Als die letzten Gäste gegangen waren und sie allein im Restaurant saßen, wurde das Gespräch ernsthafter, intensiver. Seine Frau wäre vor einem Jahr gestorben, hatte er gesagt. Die Ehe sei sehr glücklich gewesen, wenn auch kinderlos. Normalerweise mache er so etwas nicht. Doch seine Freunde hätten ihn zu diesem Schritt gedrängt, sie konnten nicht mehr mitansehen, wie er immer noch um seine große Liebe trauerte, ohne einen Neuanfang zu versuchen. Und da er nie gut darin gewesen sei, Frauen anzusprechen, kam er auf dieses Dating-Portal.

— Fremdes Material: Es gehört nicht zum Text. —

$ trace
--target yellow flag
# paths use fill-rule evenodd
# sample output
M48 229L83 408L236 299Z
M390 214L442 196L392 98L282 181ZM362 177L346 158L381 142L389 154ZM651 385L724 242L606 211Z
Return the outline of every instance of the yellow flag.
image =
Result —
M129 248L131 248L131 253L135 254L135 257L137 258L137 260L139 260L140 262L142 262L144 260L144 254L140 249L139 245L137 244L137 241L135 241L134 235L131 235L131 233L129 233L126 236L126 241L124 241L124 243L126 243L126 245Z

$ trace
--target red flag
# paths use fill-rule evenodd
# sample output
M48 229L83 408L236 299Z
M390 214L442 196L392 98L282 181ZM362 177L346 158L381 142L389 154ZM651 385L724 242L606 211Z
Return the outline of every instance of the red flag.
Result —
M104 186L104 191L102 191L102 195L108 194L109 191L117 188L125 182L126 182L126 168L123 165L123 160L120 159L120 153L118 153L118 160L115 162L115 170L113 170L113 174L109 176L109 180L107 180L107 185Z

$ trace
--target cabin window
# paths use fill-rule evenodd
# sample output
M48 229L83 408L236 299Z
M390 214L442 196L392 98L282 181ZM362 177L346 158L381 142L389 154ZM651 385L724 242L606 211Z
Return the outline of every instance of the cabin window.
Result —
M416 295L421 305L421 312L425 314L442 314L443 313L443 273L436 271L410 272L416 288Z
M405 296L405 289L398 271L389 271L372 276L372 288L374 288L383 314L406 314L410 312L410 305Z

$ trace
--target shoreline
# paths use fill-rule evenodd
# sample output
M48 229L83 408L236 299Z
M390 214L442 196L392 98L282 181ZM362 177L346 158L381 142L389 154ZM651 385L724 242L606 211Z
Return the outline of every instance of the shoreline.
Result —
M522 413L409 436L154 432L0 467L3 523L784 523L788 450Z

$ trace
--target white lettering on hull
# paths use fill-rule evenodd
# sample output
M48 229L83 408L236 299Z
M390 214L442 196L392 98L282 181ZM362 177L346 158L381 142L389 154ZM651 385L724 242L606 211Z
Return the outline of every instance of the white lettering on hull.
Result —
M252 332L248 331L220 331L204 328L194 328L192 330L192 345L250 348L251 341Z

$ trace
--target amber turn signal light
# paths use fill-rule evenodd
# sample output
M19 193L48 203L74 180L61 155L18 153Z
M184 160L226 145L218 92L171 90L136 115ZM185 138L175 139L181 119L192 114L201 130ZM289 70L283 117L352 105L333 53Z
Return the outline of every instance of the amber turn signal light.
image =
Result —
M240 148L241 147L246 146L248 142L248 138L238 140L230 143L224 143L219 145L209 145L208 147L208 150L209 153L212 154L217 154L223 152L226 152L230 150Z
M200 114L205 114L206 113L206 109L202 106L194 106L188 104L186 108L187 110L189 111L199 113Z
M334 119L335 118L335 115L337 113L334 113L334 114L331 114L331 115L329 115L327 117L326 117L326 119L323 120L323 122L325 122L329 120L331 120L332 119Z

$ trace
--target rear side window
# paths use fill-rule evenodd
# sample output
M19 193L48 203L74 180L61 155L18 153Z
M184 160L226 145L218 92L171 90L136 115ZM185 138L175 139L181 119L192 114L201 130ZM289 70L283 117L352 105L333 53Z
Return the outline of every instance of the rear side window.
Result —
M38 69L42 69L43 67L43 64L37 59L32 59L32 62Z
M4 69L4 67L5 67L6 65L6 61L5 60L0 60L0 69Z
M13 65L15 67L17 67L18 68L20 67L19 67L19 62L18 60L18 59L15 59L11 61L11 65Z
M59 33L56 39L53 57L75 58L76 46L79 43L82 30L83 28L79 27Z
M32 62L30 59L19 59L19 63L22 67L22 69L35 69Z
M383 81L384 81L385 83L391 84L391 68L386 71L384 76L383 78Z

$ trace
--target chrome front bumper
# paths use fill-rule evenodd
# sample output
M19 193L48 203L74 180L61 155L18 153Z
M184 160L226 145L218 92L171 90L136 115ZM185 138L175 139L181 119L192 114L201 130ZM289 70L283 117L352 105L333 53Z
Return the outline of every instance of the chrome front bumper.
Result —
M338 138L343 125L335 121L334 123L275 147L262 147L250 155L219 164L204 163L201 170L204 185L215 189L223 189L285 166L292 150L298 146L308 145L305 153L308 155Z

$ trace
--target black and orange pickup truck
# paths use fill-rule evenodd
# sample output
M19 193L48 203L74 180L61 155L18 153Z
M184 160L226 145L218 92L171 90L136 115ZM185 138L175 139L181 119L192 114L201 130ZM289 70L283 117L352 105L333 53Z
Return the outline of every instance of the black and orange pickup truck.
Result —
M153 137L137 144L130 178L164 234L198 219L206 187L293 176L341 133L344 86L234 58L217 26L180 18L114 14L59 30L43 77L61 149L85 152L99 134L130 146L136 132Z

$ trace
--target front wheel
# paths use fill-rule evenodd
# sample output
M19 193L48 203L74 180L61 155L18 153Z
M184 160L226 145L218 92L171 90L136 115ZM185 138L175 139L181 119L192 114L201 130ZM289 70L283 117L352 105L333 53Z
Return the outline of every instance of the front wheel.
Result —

Sybille hatte innerlich jubiliert. Eigentlich war sie nicht auf etwas Festes aus, erst recht, nachdem sich ihre letzte Beziehung zu einem Albtraum entwickelt hatte. Bei ihm jedoch konnte sie sich vorstellen, mit ihren Vorsätzen zu brechen. Sie betrachtete seine Hände. Schmal und filigran waren sie, lange Finger, wunderschön. Sie passten zu seinem Beruf als Chirurg. Sybille war ganz sicher, dass er sich damit geschickt anstellen würde, in jeder Hinsicht. Der Gedanke daran hatte sie erregt.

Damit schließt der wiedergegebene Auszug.